Project Summary Brain microvascular endothelial cells (BMECs) which line the vascular network of the central nervous system (CNS) in conjunction with perivascular cells form a specialized barrier termed the blood-brain barrier (BBB) that regulates the dynamic traffic of select molecules into and out of the CNS. Studies of BBB dysfunction have been hampered by an inability to perform direct testing in patients and a lack of in vitro models. Analysis of available putative BMECs from pluripotent stem cell sources reveals that they do not harbor bona fide brain EC molecular signatures. Using a transcription factor-based reprogramming strategy, we demonstrate that durable and functional true endothelial cells with BBB traits may be derived. We will use these verified BMECs in the development of isogenic BBB/on-a-chip devices. Cortical brain organoids derived from patient specific induced pluripotent cells (IPSC) will be vascularized by matched IPSC derived bona fide BMECs in a microfluidic device. To explore the potential of this new technology we will investigate the pathobiology of cerebral malaria a severe disease syndrome that causes neurodisability in 20% of survivors. Red blood cells infected with the Plasmodium falciparum parasite adhere to the brain microvasculature causing dysfunction. We hypothesize that the parasite primes the brain endothelial cells for adherence through their “education” by small extracellular vesicles termed exosomes. This is an established paradigm in cancer biology in which malignant cells educate metastatic “microniches” to prime for and enhance tumor survival. The exosomes mediate local and systemic intercellular communication through the horizontal transfer of information in their proteomes.

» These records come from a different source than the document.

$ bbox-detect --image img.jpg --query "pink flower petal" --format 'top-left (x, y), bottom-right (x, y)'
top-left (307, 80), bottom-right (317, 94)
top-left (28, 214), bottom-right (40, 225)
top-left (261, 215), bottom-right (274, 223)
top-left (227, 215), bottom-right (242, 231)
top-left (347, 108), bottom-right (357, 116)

We recently were able to identify a critical prognosis biomarker for brain metastasis in breast cancer through studies of exosomal cellular uptake and proteomic analysis. We will analyze the proteomes of exosomes from children with cerebral malaria and infuse them into our innovative microfluidic-based BBB model. We will monitor in real time how exosomes trigger BBB dysfunction and subsequently affect IPS-derived brain organoids from patients affected by CM. These studies will provide new insights into disease pathogenesis and potentially identify new prognosis biomarkers.

项目摘要 脑微血管内皮细胞（BMEC），排列在中枢神经系统的血管网络中 (CNS)与血管周围细胞一起形成称为血脑屏障（BBB）的专门屏障， 调节选择分子进出CNS的动态交通。BBB功能障碍的研究已经 由于无法在患者中进行直接测试和缺乏体外模型而受到阻碍。分析现有 来自多能干细胞来源的推定BMEC揭示它们不具有真正的脑EC分子， 签名.使用转录因子为基础的重编程策略，我们证明，持久的， 可以得到具有BBB特征的功能性真内皮细胞。我们将使用这些经过验证的BMEC， 同基因血脑屏障/片上器件的开发。源自患者特异性诱导的皮质脑类器官 多能细胞（IPSC）将在微流体装置中通过匹配的IPSC衍生的真实BMEC血管化。 为了探索这项新技术的潜力，我们将研究脑型疟疾的病理生物学， 导致20%幸存者神经残疾的疾病综合征。感染疟原虫的红细胞 恶性疟原虫粘附于脑微血管系统，引起功能障碍。我们假设寄生虫 通过小的细胞外囊泡的“教育”， 外来体。这是癌症生物学中的一个既定范例，其中恶性细胞培养转移性细胞。 “微环境”，以启动和提高肿瘤存活率。外泌体介导局部和全身细胞间 通过蛋白质组中信息的水平传递进行交流。我们最近发现 通过外泌体细胞摄取的研究，乳腺癌脑转移的关键预后生物标志物 和蛋白质组学分析。我们将分析脑型疟疾患儿的外泌体蛋白质组， 将它们注入我们创新的基于微流体的血脑屏障模型。我们将在真实的时间监测外泌体如何触发 BBB功能障碍并随后影响来自受CM影响的患者的IPS衍生的脑类器官。这些 研究将为疾病发病机制提供新的见解，并可能确定新的预后生物标志物。